A great resource for anyone trying to make this type of living decision is the ElderCare Resource Handbook that provides a comprehensive listing of senior services in the Omaha metro area. It’s available in print and online at www.careconsultants.com.
“Hearing loss is a common health issue among seniors,” explains Ken Stallons with ENT Specialists, PC. “Approximately one out of every ten people suffers from some degree of hearing loss. This can be caused by a wide variety of things including aging, noise exposure, heredity and certain medical treatments. Additionally, seniors often have symptoms of dizziness that are associated with the ear.
The impact of hearing loss goes far beyond that of basic communication. Hearing loss can be detrimental to a person’s social, physical and emotional wellbeing. Oftentimes, seniors with hearing loss find it difficult to participate in conversation and feel isolated or seem withdrawn. This can be very frustrating for a person with hearing loss and can cause strain in relationships with friends and family. Furthermore, hearing loss can pose safety concerns when a person is not fully aware of his/her surroundings.

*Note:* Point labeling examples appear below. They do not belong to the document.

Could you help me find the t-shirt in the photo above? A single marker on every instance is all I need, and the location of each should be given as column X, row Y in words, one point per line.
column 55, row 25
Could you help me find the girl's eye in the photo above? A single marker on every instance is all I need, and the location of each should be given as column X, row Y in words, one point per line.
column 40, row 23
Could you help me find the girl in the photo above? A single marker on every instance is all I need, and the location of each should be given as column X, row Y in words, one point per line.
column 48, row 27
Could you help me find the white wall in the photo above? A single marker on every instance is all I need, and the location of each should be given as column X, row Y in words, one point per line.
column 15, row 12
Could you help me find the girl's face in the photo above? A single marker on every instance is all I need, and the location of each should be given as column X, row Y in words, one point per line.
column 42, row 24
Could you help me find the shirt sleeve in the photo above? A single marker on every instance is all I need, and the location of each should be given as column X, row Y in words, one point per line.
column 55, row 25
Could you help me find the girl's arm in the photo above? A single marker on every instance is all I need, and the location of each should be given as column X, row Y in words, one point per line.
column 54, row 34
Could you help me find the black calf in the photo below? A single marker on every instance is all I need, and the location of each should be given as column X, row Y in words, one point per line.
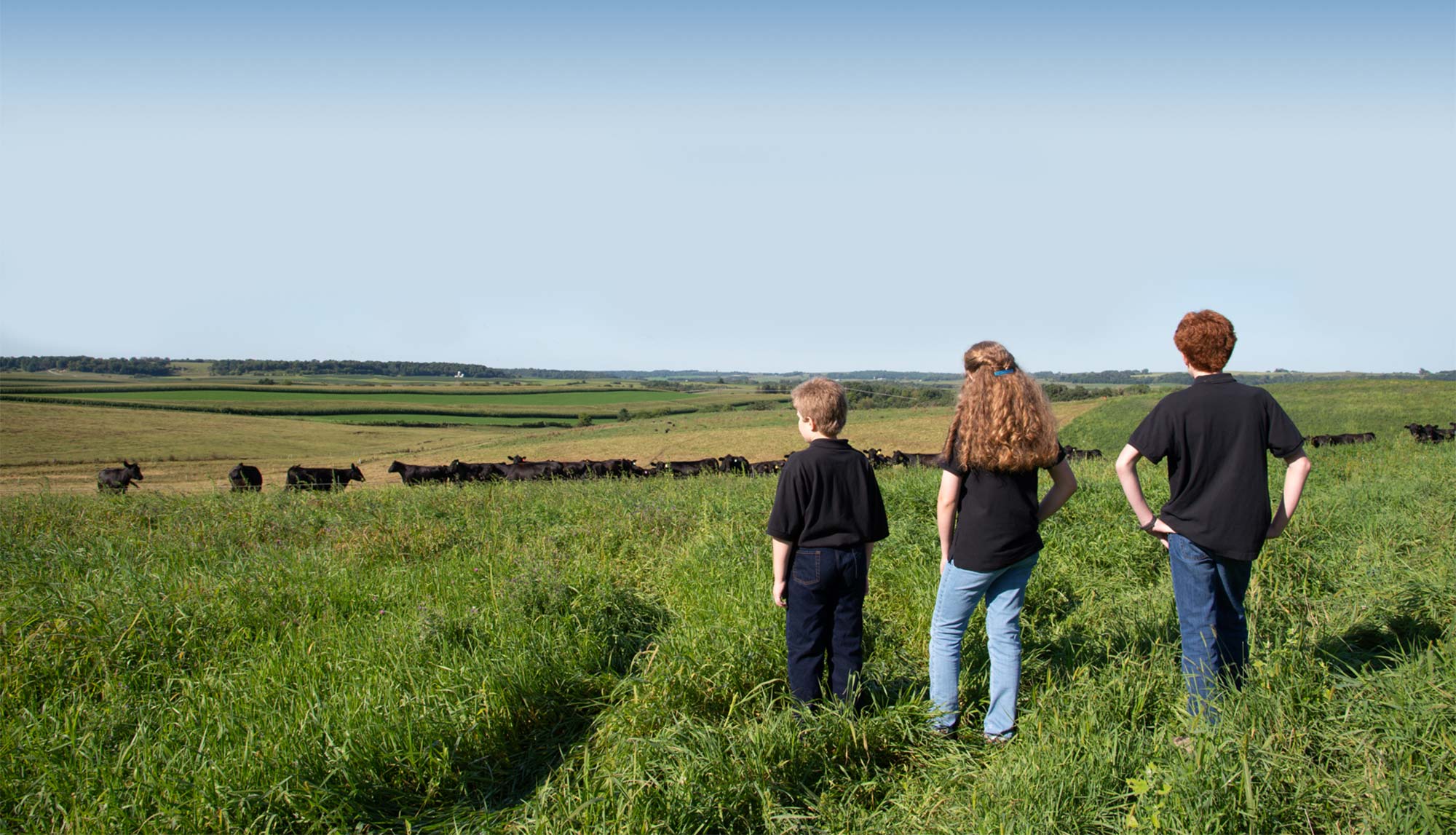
column 321, row 478
column 245, row 478
column 114, row 479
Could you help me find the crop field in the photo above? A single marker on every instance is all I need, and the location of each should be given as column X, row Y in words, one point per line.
column 60, row 448
column 602, row 657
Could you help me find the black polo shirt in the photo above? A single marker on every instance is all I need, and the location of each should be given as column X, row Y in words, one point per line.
column 1216, row 435
column 995, row 517
column 828, row 498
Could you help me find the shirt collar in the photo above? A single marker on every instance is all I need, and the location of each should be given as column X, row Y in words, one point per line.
column 1214, row 379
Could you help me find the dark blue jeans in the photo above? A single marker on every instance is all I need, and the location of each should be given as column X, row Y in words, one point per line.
column 826, row 604
column 1211, row 616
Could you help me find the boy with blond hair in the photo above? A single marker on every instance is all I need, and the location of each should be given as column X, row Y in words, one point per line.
column 828, row 514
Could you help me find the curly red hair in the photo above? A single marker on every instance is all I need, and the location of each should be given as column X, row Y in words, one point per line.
column 1206, row 339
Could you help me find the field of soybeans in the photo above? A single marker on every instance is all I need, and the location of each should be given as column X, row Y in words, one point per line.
column 602, row 655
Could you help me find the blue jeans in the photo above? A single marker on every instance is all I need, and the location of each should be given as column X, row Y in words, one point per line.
column 1209, row 593
column 1005, row 593
column 826, row 604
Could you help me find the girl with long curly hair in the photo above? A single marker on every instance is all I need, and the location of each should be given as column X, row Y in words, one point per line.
column 988, row 517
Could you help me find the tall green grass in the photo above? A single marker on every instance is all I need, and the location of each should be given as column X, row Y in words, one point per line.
column 604, row 658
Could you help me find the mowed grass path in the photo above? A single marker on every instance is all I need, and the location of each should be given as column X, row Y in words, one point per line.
column 602, row 657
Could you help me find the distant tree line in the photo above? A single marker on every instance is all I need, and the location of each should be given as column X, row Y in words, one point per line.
column 141, row 365
column 363, row 367
column 1135, row 377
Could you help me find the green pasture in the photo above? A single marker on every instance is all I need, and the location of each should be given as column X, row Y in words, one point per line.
column 1381, row 406
column 440, row 419
column 274, row 396
column 602, row 657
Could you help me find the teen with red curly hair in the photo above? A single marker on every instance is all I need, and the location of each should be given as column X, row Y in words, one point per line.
column 988, row 518
column 1216, row 435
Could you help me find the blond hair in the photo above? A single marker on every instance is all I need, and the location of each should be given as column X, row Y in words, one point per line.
column 1002, row 421
column 823, row 402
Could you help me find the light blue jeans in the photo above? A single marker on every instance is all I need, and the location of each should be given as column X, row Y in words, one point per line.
column 1005, row 593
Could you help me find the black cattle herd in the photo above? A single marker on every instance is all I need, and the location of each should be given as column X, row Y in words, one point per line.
column 518, row 469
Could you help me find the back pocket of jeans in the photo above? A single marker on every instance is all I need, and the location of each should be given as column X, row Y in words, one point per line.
column 806, row 568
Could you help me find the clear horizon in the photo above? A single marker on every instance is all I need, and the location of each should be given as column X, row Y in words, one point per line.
column 637, row 185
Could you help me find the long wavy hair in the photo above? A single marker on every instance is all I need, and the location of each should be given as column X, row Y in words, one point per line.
column 1002, row 421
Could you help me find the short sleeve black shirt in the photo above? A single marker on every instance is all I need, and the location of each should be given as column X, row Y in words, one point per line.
column 995, row 518
column 828, row 498
column 1216, row 435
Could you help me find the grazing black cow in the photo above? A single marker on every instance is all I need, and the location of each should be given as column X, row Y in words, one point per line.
column 1345, row 438
column 321, row 478
column 245, row 478
column 688, row 467
column 917, row 459
column 617, row 467
column 420, row 473
column 877, row 459
column 462, row 472
column 523, row 470
column 1431, row 432
column 114, row 479
column 574, row 469
column 733, row 464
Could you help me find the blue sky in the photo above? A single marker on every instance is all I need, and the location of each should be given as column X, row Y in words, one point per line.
column 739, row 186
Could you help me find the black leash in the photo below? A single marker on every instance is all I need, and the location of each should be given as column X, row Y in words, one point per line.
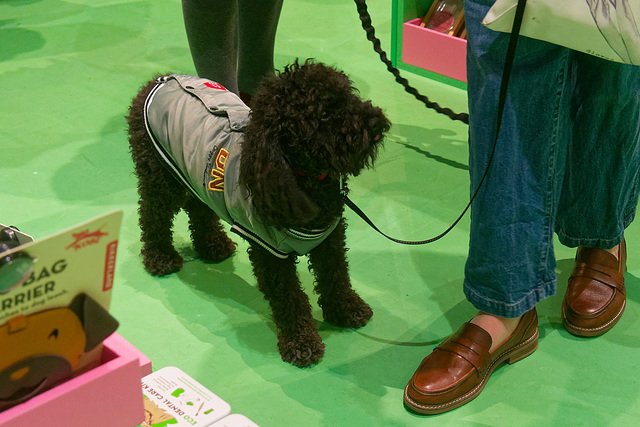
column 371, row 36
column 506, row 74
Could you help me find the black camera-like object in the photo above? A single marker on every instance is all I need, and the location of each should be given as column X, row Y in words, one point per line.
column 15, row 267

ENT Specialists offers hearing consultations to determine whether improved hearing will be best achieved through hearing aids, assisted listening devices or modifying listening situations. Many seniors are apprehensive about hearing aids; however, the technology in hearing aids has improved to provide a small and comfortable device with a cleaner sound than hearing aids of the past.”
Lisa Arp with SilverRidge Assisted Living has this advice for the children of seniors: “Medicare, Medicaid and Social Security may not be there for some of us. Long Term Care insurance is right now as important as Health Care Insurance. Talk to your insurance provider and see what policy would best suit you. I cannot stress enough the importance of this insurance.” When you are going through eldercare issues with your own parents, it’s easy to see how important financial considerations are and this is the ideal time to start making provisions for your own retirement and beyond.
It can be very difficult being the child of a parent or parents who are aging and in need of assistance or a change in living environment. We are often already overwhelmed with our own lives and trying to take care of a career, our children and everything else we need to handle on a day-to-day basis. It can be very easy to get overwhelmed, which is not helpful for us or for our loved ones.
However, with the help of the wonderful resources available in the Omaha area, you can ease the pressure from your shoulders and ensure you are making the best decisions. Tammy Weston with Nebraska Skilled Nursing and Rehabilitation sums it up with, “Above all, listen to your parent. Respect their wishes and allow them to be part of the decision making. Have patience and do not put yourself into the role as the caregiver prematurely. Your parent will be much more accepting of help if they still have a role in the transition.”